Nursing notes are written clinical records created by registered nurses (RNs), licensed practical nurses (LPNs), and other nursing staff during patient care. They document:
- Patient assessment findings — what you observed and measured
- Nursing interventions — what you did for the patient
- Patient responses — how the patient responded to care
- Clinical reasoning — the rationale behind your decisions
- Care coordination — communication with physicians and other providers
Nursing notes serve multiple critical functions: they communicate status to the incoming shift, provide legal documentation of care delivered, support billing and reimbursement, and create a medical-legal record that may be scrutinized years after the care was provided.
Types of Nursing Notes
Shift Assessment Notes
The most common type — a systematic, head-to-toe documentation of the patient's condition at the start of or during a nursing shift. Includes all body system findings, vital signs, and functional status.
Progress Notes
Mid-shift or event-triggered documentation of significant changes, new symptoms, or responses to interventions. Used when a condition changes or a notable event occurs between scheduled assessments.
Admission Notes
Comprehensive documentation completed when a patient is admitted. Includes medical and social history, baseline assessment, allergies, current medications, and initial nursing care plan.
Incident / Event Notes
Objective documentation of adverse events — falls, medication errors, unexpected deterioration, or any significant unplanned occurrence. Factual and non-interpretive in tone.

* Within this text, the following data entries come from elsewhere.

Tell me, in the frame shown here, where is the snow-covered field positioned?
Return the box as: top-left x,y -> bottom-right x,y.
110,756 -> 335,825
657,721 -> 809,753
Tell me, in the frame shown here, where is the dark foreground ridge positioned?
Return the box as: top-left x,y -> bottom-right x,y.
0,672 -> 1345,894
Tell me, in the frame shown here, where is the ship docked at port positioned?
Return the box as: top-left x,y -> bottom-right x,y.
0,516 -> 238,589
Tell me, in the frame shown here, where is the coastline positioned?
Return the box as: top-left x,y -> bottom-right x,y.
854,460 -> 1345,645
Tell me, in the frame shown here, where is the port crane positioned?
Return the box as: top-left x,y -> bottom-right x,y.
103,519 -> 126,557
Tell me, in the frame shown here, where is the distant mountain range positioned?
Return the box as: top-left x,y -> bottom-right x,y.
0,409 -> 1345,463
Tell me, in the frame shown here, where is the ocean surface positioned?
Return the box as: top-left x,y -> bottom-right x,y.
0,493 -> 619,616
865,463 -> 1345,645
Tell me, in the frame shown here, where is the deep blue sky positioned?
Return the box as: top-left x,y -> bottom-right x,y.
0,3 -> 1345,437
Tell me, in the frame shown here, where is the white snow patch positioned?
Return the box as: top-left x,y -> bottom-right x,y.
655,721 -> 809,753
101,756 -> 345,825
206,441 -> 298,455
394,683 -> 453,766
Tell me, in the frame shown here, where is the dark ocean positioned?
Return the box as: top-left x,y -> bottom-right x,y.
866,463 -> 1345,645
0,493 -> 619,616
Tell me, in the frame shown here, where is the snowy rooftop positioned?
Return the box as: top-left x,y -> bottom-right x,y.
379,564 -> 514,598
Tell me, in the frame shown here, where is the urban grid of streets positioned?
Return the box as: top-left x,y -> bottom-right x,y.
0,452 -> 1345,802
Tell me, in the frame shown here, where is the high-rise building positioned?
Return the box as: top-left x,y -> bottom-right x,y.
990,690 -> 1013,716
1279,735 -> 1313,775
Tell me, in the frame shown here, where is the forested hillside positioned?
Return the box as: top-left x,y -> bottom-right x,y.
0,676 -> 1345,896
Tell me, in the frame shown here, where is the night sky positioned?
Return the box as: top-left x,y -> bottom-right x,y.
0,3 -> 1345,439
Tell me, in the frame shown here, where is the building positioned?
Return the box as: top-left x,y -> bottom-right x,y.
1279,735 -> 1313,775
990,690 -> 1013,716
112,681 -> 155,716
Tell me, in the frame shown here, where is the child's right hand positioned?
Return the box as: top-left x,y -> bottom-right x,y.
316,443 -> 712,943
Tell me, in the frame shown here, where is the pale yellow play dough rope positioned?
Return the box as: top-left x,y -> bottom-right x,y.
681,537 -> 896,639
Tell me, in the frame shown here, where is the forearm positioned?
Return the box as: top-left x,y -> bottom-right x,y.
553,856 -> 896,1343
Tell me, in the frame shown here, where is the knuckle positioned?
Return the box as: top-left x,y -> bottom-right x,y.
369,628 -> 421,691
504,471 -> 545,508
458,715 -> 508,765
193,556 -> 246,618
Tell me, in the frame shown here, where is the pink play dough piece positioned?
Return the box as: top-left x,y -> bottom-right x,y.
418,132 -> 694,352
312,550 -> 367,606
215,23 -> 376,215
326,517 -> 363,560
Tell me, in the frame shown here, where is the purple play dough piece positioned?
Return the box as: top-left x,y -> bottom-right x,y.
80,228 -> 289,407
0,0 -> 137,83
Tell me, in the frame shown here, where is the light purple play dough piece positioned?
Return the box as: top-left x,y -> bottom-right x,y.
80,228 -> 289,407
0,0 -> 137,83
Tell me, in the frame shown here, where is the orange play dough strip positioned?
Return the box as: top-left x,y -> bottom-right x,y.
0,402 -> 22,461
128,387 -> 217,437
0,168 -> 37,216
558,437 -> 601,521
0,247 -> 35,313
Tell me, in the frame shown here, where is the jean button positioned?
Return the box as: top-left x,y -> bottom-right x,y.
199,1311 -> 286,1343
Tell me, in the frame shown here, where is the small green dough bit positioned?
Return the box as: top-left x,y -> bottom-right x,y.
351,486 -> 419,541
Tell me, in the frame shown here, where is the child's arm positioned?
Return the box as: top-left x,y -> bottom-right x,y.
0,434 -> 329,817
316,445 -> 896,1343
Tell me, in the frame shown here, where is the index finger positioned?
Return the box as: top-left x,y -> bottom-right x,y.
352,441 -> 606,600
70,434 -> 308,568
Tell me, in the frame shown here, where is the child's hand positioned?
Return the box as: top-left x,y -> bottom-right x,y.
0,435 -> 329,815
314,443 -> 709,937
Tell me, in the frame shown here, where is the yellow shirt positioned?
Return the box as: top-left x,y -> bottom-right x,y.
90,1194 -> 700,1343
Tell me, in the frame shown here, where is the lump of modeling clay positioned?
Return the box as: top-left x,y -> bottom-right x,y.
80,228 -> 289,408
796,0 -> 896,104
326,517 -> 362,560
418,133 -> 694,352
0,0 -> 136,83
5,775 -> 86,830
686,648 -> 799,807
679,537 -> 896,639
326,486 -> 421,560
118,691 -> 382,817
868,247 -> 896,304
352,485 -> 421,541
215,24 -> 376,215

Transfer and Discharge Notes
Captures the patient's status at the time of transfer to another unit or care setting, or at discharge — including condition at discharge, education provided, and follow-up plan.
The SOAP Format for Nursing Notes
The SOAP format (Subjective, Objective, Assessment, Plan) is widely used for organizing nursing notes, particularly for encounter-based documentation in outpatient, home health, and skilled nursing settings. Many hospitals also use SOAP format for nursing progress notes.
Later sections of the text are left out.